International Winter University Kassel
- Type: Short course program
- Established: 2005/06
- Location: Kassel, Germany
- Website: http://www.uni-kassel.de/iwu

= International Winter University Kassel =

International Winter University (IWU) Kassel is a short-term program that is held during the winter season by the University of Kassel every year. The IWU inspired from the international short-term programs held in Germany, then International Summer University (ISU) Kassel began the establishment of IWU in response to growing interest of international students to study in Germany. In addition to the international master programs, Uni Kassel organizes both of ISU and IWU as one of its internationalization strategies. The program of IWU Kassel is designed for university students as well as researchers and professionals who want to learn more about German and European perspectives in Environmental Sciences and German Language & Culture.

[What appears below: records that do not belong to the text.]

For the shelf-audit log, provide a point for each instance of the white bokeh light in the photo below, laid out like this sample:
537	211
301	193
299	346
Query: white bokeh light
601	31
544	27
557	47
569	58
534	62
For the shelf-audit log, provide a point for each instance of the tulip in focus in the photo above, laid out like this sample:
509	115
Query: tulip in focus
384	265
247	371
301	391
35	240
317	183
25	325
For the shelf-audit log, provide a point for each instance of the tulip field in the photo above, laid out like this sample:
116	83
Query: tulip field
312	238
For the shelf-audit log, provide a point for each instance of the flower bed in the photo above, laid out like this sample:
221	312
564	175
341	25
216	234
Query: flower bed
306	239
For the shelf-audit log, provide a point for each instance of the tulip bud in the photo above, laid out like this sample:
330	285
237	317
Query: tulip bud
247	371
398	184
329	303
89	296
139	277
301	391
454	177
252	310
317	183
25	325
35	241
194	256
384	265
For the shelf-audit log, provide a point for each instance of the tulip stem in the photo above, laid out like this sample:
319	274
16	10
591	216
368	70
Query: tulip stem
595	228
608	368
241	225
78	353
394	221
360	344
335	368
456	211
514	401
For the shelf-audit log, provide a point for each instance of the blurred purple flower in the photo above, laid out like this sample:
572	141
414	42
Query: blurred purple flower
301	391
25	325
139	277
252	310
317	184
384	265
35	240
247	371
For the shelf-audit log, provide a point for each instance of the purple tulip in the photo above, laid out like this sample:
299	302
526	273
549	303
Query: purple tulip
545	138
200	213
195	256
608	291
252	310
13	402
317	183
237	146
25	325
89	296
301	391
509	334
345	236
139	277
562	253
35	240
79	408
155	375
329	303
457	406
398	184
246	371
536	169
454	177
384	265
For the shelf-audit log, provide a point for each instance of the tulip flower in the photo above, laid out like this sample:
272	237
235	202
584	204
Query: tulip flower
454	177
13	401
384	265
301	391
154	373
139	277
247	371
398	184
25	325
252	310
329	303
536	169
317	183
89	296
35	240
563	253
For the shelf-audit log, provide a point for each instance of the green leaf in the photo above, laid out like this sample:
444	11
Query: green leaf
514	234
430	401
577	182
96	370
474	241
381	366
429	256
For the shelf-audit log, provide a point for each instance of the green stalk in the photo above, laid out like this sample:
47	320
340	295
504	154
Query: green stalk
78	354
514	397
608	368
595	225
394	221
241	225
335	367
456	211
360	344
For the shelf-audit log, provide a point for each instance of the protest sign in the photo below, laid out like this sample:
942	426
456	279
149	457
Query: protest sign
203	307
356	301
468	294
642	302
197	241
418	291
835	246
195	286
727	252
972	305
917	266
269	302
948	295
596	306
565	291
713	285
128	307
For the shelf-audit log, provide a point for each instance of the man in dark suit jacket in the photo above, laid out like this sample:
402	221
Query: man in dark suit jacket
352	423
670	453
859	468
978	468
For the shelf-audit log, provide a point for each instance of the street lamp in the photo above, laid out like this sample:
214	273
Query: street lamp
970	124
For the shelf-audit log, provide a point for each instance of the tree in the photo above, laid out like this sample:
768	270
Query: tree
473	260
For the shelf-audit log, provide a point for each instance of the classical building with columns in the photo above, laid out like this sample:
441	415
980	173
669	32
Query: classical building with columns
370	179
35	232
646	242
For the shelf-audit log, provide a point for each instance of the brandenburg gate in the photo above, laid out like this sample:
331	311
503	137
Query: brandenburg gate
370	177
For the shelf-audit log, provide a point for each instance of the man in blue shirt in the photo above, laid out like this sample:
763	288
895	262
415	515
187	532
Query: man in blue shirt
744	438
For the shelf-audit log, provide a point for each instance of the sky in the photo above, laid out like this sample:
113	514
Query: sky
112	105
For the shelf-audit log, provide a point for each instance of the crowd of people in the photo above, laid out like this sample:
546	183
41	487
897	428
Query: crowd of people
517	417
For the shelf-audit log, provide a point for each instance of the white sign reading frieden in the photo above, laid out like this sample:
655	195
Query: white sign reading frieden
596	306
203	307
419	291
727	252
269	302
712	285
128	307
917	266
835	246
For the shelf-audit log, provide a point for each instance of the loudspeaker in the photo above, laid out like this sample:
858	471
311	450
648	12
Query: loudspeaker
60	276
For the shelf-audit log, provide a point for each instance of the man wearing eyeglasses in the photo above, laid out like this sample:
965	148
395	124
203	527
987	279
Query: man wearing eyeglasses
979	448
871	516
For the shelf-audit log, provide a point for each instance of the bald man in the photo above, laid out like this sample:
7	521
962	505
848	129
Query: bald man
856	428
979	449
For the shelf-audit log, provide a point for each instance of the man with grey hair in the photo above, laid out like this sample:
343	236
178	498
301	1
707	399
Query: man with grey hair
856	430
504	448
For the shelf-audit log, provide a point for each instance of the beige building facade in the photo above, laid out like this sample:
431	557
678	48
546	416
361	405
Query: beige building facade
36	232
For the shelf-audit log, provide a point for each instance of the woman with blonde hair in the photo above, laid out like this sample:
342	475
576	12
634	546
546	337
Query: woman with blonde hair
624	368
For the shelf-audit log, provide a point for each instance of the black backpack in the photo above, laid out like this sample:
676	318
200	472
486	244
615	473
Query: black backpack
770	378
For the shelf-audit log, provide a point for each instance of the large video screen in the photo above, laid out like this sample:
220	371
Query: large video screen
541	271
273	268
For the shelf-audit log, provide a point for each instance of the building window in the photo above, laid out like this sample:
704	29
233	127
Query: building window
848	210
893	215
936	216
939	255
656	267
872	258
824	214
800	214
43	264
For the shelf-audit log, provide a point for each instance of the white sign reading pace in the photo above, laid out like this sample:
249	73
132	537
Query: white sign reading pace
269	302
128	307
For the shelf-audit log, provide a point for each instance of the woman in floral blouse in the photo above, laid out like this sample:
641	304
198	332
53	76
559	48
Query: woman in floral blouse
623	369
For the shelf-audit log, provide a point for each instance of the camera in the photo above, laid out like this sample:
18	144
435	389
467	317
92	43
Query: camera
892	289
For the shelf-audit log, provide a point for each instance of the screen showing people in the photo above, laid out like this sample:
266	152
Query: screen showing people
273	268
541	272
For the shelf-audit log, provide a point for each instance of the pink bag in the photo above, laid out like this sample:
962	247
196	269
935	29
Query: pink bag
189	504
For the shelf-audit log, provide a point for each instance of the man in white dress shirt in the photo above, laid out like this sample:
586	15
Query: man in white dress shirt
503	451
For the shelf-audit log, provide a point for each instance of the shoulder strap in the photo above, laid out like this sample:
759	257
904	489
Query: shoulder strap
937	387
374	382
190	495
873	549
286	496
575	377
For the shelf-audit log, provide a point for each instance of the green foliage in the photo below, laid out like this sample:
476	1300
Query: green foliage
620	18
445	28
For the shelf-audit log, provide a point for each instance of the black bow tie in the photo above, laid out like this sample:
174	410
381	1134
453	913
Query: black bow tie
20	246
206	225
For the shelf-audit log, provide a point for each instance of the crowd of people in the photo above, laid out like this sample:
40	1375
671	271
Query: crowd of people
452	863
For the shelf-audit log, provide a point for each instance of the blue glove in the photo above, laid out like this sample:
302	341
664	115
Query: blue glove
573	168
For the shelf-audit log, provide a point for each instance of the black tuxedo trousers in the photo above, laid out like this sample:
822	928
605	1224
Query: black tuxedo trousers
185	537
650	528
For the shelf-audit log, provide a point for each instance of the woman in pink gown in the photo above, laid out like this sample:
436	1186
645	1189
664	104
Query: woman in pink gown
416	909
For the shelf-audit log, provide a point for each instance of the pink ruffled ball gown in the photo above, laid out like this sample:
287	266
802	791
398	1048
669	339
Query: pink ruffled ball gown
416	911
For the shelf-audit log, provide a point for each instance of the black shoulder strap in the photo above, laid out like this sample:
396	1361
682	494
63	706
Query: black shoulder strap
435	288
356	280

Environmental science has been one of the strengths of Uni Kassel since its foundation in 1971.

The uniqueness of IWU lies in the concern for the sustainability of global environment and cultural heritage. While IWU Kassel embraces globalization and innovation in the study program, the best practices of the program has been kept – arrangement of host families – to ensure that the visiting students are fully engaged in the local community and culture during their short stay in Kassel. Students are arranged to live with carefully selected host families and to practice their classroom knowledge with tandem partners and tutors. Workshops (e.g. German dancing, cooking, sports), field trips and excursions in Kassel and neighboring areas are also organized to introduce local culture and traditions to the students. Since the program is held during the term time, IWU students also have abundant opportunities to meet local students and participate in student activities on campus. The theme "sustainability" does not only cover the academic content of IWU, but also the program design which encourages continuous learning within and outside classrooms.

==History and Development of the Programme==
Following the success of ISU, the International Winter University (IWU) was established in 2005/06 to offer international students an alternative time frame to experience education in Germany. It is a pioneer of short-term winter programs in Germany and is one of the short-term programs bearing the DAAD Quality Seal.

Besides, IWU offers short-term credit-bearing academic program featuring the strengths of Uni Kassel in the areas of Environmental Sciences and German Language & Culture studies. Apart from the academic components with specific foci, IWU is unique in its host-family program for students to experience first-hand German lifestyle. The university's long-standing partnerships with industries in the region and experiences in university-industry knowledge transfer also bring additional benefit to IWU students by giving them opportunities to witness the application of academic knowledge in industrial settings.

Since its inception, IWU has received on average some 50 international students each year. The number of students is on the rise with its growing popularity among partnering universities. Some of these students returned to Kassel for further studies and many of them have become the ambassadors of the university and the city of Kassel in their home countries.

==Program of Study==
The study program of IWU Kassel includes German language courses which are designed to meet the criteria of the Common European Framework of Reference for Languages (European Language Portfolio) at the following levels: A1, B1 and C1. Students will study in small groups under the supervision of experienced teachers qualified in teaching German as a foreign language. Interactive and innovative teaching methods are characteristics of this German language course.

The seminars for engineering module usually cover the following topics: an introduction to international climate policy, renewable energy and energy systems from a German and European perspective, environment protection measures, solar-thermal technologies and systems, photovoltaic, the history and future of wind energy, wind farm management, biomass, natural gas storage, and rational and efficient energy usage: low energy housing and sustainable building. Seminar for German culture module usually covers topics such as German history, literature, and art of the 19th and 20th centuries, which all activities will explore how contemporary German culture has been shaped by historical developments in the past 200 years, the "Age of Goethe" (Goethe-Zeit), the end of the 19th century (nietzsche), and the revolutionary art movement (bauhaus and expressionism).

Students will be awarded 6 ECTS upon completion of the German language course and two academic seminars in either the engineering module or culture module. The seminars are taught by experienced faculty members in English and optionally in German. Students of the engineering module are arranged to visit industrial partners. Students from the cultural module are arranged to visit the museums and cultural establishments in Kassel.

==About Kassel and Uni Kassel==

Kassel is a mid-sized city located in northern Hesse in the centre of Germany. The city has around 198,500 inhabitants and a total area of 107 km2. Kassel is known as the "Capital of the German Fairy Tale Route" for it is the place where Jacob Grimm and Wilhelm Grimm spent more than 30 years of their lives to collect and compile the Grimm's Fairy Tales (German: Grimms Märchen) collection. Kassel is also the city of "documenta" where the world's largest exhibition of contemporary art takes place every five years.

In 1971, Uni Kassel was founded in the city of Kassel as a reform university. The university is one of the first universities to have developed an international and inter-disciplinary perspective in research and learning. Being the youngest public university in the state of Hessen, it has currently a student population of over 25,000 which includes some 3,200 international students from over 120 countries.